Aí eu pensei: a gente deve nascer com o espírito zerado, sem vícios nem pré-concepções de nada. Certo? Certo. Aí começamos a experimentar a vida. Aprender uma coisa num livro, outra na lapada. Tiramos mais umas conclusões observando o comportamento alheio, e por aí vai.
Mais ou menos quando começa a segunda volta de Saturno, o espírito está tão abarrotado de informações que viramos praticamente o Google. Com terabytes e terabytes de dados armazenados na cachola, estamos preparados para viver 90% das coisas pelas quais passamos todos os dias - e aí quase não precisamos mais pensar, é só reagir no automático. Né?

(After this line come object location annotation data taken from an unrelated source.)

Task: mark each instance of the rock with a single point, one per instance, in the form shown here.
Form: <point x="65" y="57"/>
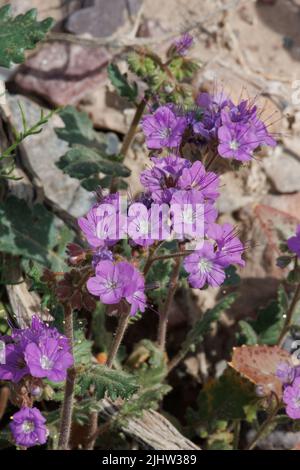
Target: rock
<point x="106" y="109"/>
<point x="289" y="204"/>
<point x="102" y="18"/>
<point x="283" y="170"/>
<point x="63" y="73"/>
<point x="42" y="151"/>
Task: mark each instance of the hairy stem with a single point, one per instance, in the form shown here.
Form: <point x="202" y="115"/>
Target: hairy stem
<point x="263" y="428"/>
<point x="121" y="328"/>
<point x="163" y="317"/>
<point x="68" y="401"/>
<point x="289" y="315"/>
<point x="129" y="137"/>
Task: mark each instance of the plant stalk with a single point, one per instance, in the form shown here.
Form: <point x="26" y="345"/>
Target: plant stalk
<point x="68" y="402"/>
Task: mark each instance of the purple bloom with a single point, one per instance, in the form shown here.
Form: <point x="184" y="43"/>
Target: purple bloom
<point x="116" y="281"/>
<point x="286" y="373"/>
<point x="204" y="268"/>
<point x="294" y="242"/>
<point x="48" y="359"/>
<point x="183" y="44"/>
<point x="28" y="427"/>
<point x="163" y="128"/>
<point x="230" y="248"/>
<point x="236" y="141"/>
<point x="211" y="118"/>
<point x="291" y="397"/>
<point x="162" y="179"/>
<point x="15" y="367"/>
<point x="195" y="177"/>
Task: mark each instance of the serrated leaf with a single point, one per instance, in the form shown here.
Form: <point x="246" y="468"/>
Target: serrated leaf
<point x="19" y="33"/>
<point x="29" y="232"/>
<point x="104" y="381"/>
<point x="120" y="82"/>
<point x="223" y="399"/>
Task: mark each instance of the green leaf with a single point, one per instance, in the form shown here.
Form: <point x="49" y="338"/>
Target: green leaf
<point x="19" y="33"/>
<point x="29" y="232"/>
<point x="104" y="381"/>
<point x="202" y="326"/>
<point x="121" y="84"/>
<point x="223" y="399"/>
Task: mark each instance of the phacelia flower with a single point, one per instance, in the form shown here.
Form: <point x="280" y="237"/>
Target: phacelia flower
<point x="236" y="141"/>
<point x="183" y="44"/>
<point x="229" y="246"/>
<point x="204" y="268"/>
<point x="28" y="427"/>
<point x="15" y="367"/>
<point x="294" y="242"/>
<point x="163" y="128"/>
<point x="287" y="373"/>
<point x="162" y="179"/>
<point x="48" y="360"/>
<point x="291" y="397"/>
<point x="116" y="281"/>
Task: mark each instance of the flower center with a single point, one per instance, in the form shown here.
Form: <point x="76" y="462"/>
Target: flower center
<point x="234" y="145"/>
<point x="46" y="363"/>
<point x="205" y="265"/>
<point x="27" y="427"/>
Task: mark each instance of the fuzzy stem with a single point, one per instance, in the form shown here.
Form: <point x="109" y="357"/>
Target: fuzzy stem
<point x="289" y="315"/>
<point x="121" y="328"/>
<point x="67" y="406"/>
<point x="163" y="317"/>
<point x="263" y="428"/>
<point x="129" y="137"/>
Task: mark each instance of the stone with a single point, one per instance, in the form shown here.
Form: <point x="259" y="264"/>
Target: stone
<point x="283" y="170"/>
<point x="63" y="73"/>
<point x="42" y="151"/>
<point x="101" y="18"/>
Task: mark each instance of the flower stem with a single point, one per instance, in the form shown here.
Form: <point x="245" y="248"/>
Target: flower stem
<point x="121" y="329"/>
<point x="129" y="137"/>
<point x="68" y="401"/>
<point x="263" y="428"/>
<point x="164" y="313"/>
<point x="289" y="315"/>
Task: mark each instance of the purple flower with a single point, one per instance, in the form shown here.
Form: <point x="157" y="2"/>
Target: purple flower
<point x="116" y="281"/>
<point x="204" y="268"/>
<point x="195" y="177"/>
<point x="163" y="128"/>
<point x="162" y="179"/>
<point x="48" y="360"/>
<point x="291" y="397"/>
<point x="15" y="367"/>
<point x="211" y="118"/>
<point x="236" y="141"/>
<point x="230" y="248"/>
<point x="183" y="44"/>
<point x="286" y="373"/>
<point x="294" y="242"/>
<point x="28" y="427"/>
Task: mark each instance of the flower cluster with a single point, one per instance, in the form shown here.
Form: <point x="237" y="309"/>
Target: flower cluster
<point x="235" y="129"/>
<point x="32" y="354"/>
<point x="290" y="378"/>
<point x="294" y="243"/>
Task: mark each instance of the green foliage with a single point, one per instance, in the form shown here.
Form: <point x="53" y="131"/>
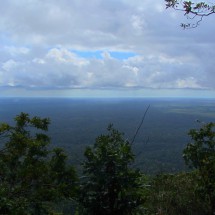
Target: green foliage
<point x="200" y="154"/>
<point x="172" y="194"/>
<point x="109" y="184"/>
<point x="32" y="177"/>
<point x="192" y="10"/>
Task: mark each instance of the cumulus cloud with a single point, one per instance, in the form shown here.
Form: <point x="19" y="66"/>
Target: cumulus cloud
<point x="40" y="40"/>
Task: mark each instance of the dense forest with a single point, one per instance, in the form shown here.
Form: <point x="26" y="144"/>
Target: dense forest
<point x="38" y="179"/>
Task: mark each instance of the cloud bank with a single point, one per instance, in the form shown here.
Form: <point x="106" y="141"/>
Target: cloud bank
<point x="98" y="44"/>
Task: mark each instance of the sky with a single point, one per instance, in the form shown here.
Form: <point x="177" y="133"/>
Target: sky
<point x="103" y="48"/>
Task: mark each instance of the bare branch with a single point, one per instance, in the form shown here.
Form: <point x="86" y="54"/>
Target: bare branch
<point x="140" y="125"/>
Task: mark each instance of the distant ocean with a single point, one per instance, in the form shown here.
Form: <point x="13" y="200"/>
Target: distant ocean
<point x="76" y="122"/>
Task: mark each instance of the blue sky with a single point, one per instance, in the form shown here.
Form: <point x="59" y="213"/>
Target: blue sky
<point x="103" y="48"/>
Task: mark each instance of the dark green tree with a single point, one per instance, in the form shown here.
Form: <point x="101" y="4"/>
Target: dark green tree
<point x="200" y="154"/>
<point x="194" y="11"/>
<point x="109" y="185"/>
<point x="32" y="176"/>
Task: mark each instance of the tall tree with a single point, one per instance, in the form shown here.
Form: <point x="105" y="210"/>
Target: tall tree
<point x="109" y="185"/>
<point x="194" y="11"/>
<point x="200" y="154"/>
<point x="32" y="176"/>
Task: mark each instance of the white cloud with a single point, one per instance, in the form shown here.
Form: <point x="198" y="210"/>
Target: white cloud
<point x="38" y="39"/>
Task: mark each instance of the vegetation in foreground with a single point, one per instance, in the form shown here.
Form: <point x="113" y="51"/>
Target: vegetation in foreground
<point x="35" y="179"/>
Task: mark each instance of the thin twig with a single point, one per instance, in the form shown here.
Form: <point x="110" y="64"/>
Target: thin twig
<point x="140" y="125"/>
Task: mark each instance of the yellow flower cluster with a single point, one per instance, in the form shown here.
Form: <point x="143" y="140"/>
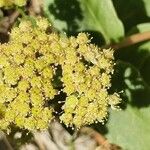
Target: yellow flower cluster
<point x="28" y="64"/>
<point x="8" y="3"/>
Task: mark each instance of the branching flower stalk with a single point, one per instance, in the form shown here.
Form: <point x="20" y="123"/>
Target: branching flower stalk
<point x="28" y="65"/>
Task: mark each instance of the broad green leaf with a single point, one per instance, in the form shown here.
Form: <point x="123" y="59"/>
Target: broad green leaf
<point x="85" y="15"/>
<point x="140" y="28"/>
<point x="130" y="128"/>
<point x="100" y="15"/>
<point x="132" y="12"/>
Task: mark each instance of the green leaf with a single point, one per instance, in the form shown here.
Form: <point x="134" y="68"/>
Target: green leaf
<point x="140" y="28"/>
<point x="130" y="128"/>
<point x="132" y="12"/>
<point x="85" y="15"/>
<point x="100" y="15"/>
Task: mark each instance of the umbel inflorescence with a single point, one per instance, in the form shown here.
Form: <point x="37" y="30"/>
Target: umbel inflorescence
<point x="8" y="3"/>
<point x="28" y="65"/>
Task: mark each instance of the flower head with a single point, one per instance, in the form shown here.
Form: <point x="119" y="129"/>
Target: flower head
<point x="28" y="65"/>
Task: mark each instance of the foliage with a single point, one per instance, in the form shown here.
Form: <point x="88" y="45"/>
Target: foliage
<point x="9" y="3"/>
<point x="108" y="23"/>
<point x="132" y="73"/>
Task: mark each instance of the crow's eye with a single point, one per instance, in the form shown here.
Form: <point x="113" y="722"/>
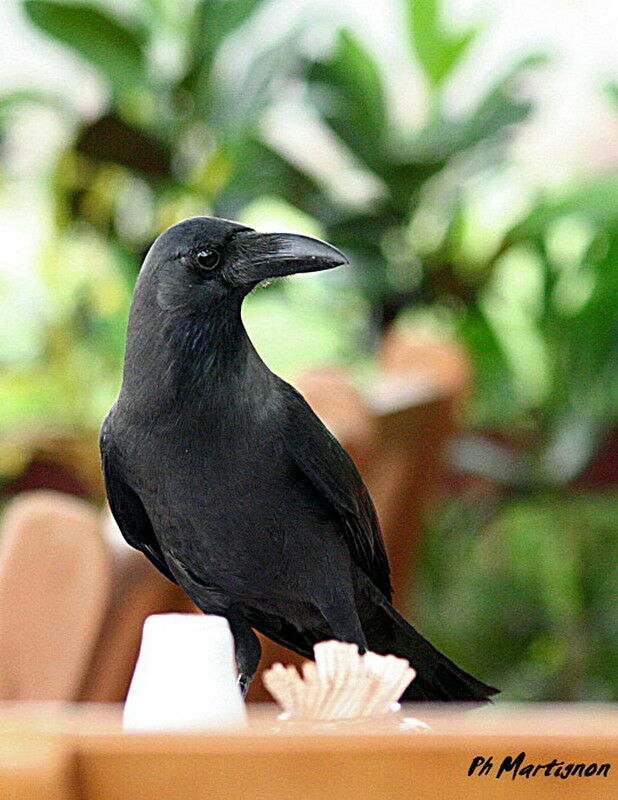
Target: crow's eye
<point x="207" y="259"/>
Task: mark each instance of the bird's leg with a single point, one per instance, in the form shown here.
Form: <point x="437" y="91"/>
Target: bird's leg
<point x="248" y="648"/>
<point x="342" y="618"/>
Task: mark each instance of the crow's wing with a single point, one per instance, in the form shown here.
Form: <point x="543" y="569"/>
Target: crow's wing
<point x="331" y="471"/>
<point x="126" y="506"/>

Deve ser por isso que é tão difícil viver no presente.
Foi tentando (e por enquanto, ainda na tentativa) estar presente em cada momento que fui presenteada com uma bela demonstração de sabedoria vinda de um quase-desconhecido:
As pessoas colhem aquilo que plantam. Mas infelizmente, por mais que queiramos, não podemos carregar seus fardos por elas. O que podemos fazer é dar o máximo de amor possível para alegrar suas vidas. E assim evitar essa tensão toda na lombar e na cervical.
(recebi este conselho hoje no meio de uma sessão inesperada de shiatsu)
"Sei que meu olhar deve ser o de uma pessoa primitiva que se entrega toda ao mundo, primitiva como os deuses que só admitem vastamente o bem e o mal e não querem conhecer o bem enovelado como em cabelos no mal, mal que é o bom."
Clarice Lispector, Água Viva (1973).